I’ve seen conflicting things on this too. My own experience is that I’m not crazy about it when I think a candidate is local, and I call and find that they’re actually across the country and will have to fly in for the interview. I’m not usually averse to doing that, but I like to know it up front. On the flip side, I know from experience that it’s crazy-hard to get a job when you’re not local; I moved from LA to Milwaukee, then Milwaukee to DC, and then DC back to Milwaukee, and it sucked each time. It’s even harder in this economy.
So I think the answer depends on how far away you are, how firm your relocation plans are (do you have a drop-dead date, or are you waiting until you get a job?), and what you’d do once you got the job. I knew someone who was moving from Milwaukee to Minneapolis, and she used her parents’ address up there. She drove up for the interviews, and when she got the job, she stayed with them and started in two weeks just like a local candidate. I’m not sure they EVER realized she wasn’t local. If you’re 3,000 miles away and would need to move a family of six and sell a home and find a piano mover…well, that’s a tougher sell.
It also depends on the market you’re going to. In places where lots of people want to move to (like NYC, DC, LA), employers tend to dismiss anyone who isn’t already local. Here in Milwaukee and in other less glamorous places, employers tend to be a little more open to out-of-state candidates. Your field also matters; if you’re an HR person…well, the world is full of those, so they can find all they need locally. If you’re a chemical engineer who specializes in latex manufacturing, you have some leeway. Most people are somewhere in between.

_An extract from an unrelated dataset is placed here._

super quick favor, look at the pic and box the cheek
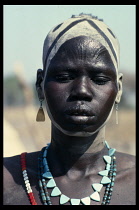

In some circumstances, you may also be able to leave the address off altogether. This won’t work for jobs where you have to fill out an online application, but if you’re just emailing a resume, you can get a local phone number through Skype, and just use that and your email address on the resume. I always know what’s up when I see resumes like that, but at least it shows me that you’re serious about moving to the area, and not just sending out resumes to every job in the country. If you do this, be sure to explain in your cover letter that you’re looking to move back to be closer to family, because that’s another sign that there’s a reason for your move.
For jobs where you have to provide an address, try using the relative’s address and see if it works in the area and field that you’re targeting. The worst that happens is that they don’t want you…but people who don’t want you when they find out you’re not local are people who probably wouldn’t have wanted you if you’d used your current address anyway, so you’re probably not out much.